Earlier this year, Annals of Family Medicine sponsored a workshop at the International Conference of Artificial Intelligence in Medicine (AIME24) in beautiful Salt Lake City, Utah. Dr Caroline Richardson, MD, Editor of Annals of Family Medicine, started the workshop with a thought-provoking presentation on artificial intelligence (AI) and its possible use in primary care.

To set the stage, she told how family medicine has become nearly impossible as a job, with excessive time spent on electronic health records (EHR). Family physicians use that time documenting visits and managing messages, but she presented a third reason for this: Noise. Dr Richardson gave the example of seeking the results of an electrocardiogram (EKG) in the medical record, finding 5 entries for that result, but after clicking on all 5, there was no result. When patients request medications, the EHR notifies a physician. If the physician doesn’t immediately respond, the EHR may notify another physician, causing redundancy, confusion, and necessary calls to the pharmacy to ensure the patient gets the correct medication. These time-consuming tasks are an artifact of asynchronous communication and multiple eyes on the same record. They create work but do not reduce the time needed for other tasks.

Family physicians do so much more than what is in the medical record. We create and sustain meaningful relationships with patients, decide with them how our interventions (medications and others) can best serve the patient, and help them navigate a complex and poorly designed health system based on reimbursement instead of health. We work with patients to provide solutions that align with their values and help them navigate the challenging and false dichotomy between physical and mental health.
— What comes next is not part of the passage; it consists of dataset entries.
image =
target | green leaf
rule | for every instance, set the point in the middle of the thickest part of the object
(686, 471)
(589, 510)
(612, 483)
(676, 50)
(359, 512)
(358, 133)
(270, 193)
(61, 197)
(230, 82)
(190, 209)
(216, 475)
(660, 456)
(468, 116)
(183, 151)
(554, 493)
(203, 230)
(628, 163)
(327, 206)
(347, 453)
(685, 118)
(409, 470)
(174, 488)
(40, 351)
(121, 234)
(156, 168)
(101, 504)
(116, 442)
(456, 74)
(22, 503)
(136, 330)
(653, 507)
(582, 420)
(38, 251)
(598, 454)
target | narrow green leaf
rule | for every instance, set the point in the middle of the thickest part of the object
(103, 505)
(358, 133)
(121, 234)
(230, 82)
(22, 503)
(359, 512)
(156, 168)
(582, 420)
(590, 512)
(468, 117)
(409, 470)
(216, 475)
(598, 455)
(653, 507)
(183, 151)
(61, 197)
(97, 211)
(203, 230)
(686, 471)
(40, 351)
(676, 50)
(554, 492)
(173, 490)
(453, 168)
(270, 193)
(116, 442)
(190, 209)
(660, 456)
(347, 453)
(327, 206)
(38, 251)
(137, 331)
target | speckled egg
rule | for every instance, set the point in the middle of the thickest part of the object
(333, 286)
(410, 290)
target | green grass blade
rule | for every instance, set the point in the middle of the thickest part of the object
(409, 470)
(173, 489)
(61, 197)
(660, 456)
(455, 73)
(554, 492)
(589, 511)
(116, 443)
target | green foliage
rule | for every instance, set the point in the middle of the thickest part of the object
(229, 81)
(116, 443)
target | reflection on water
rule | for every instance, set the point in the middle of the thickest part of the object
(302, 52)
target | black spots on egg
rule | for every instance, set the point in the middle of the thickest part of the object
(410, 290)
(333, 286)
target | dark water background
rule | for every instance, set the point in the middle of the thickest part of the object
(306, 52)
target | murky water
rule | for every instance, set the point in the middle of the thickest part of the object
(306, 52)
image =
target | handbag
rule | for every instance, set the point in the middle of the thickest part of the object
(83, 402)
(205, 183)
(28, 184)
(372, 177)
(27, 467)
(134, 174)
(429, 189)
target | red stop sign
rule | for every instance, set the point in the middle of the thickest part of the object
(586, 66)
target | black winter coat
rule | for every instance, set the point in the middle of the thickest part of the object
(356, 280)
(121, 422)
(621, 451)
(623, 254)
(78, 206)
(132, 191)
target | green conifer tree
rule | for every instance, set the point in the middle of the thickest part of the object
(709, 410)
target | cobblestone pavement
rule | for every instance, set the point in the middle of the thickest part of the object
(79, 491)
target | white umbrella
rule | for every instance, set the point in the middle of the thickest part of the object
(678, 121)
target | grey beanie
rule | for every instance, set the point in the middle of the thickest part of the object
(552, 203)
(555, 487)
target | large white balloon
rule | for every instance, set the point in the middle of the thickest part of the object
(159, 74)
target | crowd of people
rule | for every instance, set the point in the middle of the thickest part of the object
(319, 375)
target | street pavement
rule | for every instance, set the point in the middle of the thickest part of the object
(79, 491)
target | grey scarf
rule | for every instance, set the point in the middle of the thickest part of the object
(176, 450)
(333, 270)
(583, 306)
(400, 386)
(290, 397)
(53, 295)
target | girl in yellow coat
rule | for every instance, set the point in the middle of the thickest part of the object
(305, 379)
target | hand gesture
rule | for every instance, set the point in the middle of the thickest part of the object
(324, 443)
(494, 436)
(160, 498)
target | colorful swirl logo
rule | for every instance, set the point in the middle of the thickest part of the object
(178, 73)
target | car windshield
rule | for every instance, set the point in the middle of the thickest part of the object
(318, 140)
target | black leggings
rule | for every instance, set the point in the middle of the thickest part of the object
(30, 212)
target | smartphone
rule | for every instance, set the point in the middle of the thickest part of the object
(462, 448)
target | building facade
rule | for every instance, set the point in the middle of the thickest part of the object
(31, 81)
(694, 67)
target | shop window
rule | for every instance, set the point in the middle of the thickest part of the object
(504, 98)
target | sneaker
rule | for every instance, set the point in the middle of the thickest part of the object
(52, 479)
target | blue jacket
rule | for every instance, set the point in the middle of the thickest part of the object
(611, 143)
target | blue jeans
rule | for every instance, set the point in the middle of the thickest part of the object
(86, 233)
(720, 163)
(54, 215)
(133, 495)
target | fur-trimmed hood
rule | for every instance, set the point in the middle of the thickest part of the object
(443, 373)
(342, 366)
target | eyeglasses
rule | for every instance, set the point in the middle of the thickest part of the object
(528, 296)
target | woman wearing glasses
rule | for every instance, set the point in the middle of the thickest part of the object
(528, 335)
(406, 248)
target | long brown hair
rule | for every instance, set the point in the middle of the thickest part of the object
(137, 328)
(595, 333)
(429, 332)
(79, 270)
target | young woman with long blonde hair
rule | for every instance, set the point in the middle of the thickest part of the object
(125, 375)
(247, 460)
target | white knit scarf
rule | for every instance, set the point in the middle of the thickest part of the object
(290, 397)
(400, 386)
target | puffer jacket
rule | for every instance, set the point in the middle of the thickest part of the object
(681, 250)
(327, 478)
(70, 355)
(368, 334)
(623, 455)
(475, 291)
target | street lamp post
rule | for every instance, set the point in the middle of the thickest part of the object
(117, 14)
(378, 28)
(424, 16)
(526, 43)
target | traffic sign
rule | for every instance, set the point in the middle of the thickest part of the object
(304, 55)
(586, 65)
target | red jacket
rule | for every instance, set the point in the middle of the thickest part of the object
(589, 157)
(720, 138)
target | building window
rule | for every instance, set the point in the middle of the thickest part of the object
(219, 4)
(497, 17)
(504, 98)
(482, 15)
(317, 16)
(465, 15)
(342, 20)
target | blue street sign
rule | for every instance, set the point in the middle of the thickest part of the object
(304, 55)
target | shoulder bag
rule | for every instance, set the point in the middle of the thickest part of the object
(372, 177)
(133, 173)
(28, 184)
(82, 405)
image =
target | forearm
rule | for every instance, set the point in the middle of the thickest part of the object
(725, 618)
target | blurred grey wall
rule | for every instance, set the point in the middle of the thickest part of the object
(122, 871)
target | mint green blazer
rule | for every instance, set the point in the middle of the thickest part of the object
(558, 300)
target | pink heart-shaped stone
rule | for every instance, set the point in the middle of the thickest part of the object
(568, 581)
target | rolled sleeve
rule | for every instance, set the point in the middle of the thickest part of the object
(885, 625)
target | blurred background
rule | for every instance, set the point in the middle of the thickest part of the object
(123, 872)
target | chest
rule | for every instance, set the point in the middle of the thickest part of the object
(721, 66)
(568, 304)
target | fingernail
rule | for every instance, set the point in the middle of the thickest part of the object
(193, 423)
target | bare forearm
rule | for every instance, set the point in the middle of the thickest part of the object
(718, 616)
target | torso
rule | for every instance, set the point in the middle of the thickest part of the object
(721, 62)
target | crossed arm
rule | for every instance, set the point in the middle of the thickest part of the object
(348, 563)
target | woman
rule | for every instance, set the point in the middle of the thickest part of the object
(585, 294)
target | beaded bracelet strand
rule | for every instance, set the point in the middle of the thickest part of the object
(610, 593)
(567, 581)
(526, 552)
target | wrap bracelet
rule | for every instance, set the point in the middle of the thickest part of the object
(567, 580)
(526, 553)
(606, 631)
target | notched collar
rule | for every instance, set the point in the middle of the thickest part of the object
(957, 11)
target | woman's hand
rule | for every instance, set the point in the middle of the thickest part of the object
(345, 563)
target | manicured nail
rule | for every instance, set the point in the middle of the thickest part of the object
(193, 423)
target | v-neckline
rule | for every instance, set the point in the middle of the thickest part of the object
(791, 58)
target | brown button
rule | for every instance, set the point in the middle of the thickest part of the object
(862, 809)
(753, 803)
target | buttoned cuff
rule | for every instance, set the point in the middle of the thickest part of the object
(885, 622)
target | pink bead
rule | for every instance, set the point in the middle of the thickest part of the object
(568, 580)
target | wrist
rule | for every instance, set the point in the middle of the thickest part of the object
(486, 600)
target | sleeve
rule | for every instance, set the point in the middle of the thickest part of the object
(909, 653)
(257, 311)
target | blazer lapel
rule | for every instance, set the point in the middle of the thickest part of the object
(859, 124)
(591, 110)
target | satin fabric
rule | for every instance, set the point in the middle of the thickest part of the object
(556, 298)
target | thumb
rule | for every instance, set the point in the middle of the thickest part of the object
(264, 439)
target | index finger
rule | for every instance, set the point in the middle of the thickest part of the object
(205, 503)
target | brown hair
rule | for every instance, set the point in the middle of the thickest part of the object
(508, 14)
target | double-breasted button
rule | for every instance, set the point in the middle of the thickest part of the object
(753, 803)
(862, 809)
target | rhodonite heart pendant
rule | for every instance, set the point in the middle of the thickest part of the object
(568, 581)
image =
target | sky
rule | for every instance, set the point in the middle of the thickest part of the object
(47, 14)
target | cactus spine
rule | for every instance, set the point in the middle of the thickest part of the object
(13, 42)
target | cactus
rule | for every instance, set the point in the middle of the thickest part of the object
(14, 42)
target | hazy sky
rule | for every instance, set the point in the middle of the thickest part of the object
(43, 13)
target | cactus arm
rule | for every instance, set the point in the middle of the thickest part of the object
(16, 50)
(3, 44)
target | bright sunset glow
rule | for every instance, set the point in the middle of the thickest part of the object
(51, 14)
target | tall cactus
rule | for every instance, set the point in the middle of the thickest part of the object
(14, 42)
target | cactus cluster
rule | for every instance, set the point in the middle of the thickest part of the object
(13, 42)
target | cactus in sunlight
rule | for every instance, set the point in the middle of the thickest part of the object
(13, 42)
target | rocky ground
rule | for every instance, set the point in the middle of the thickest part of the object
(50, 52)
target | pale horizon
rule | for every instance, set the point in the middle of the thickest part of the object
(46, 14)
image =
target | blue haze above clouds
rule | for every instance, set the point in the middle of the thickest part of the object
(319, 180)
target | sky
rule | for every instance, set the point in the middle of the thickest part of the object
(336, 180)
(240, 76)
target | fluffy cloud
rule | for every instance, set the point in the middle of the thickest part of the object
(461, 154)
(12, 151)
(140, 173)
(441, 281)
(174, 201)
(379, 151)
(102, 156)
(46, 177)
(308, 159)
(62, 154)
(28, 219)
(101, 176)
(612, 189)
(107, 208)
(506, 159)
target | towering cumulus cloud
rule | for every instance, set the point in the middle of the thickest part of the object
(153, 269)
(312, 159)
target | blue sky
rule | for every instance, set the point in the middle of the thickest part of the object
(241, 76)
Family physicians (and our patients) would be better served if AI could write our notes for us, perhaps listening to our patients when they speak in a language other than English yet recording English words in the EHR. Artificial intelligence could even organize it into a Subjective, Objective, Assessment, and Plan (SOAP) note, allowing physicians to talk to the patient instead of typing. Artificial intelligence scribes can make explicit the often implicit and complex and multifactorial (socio-ethical-familial) care support system choices of investigation plans and treatment plans. AI could possibly sort out the confusing and, at times, contradictory recommendations from specialists. Deploying AI to organize the record into something useful for our patients would create time for relationship building and providing solutions. If we are bold, AI could facilitate communication, reduce redundancies, and develop coherent collaboration within teams. There are many other things that AI can do for us, as presented in Table 1.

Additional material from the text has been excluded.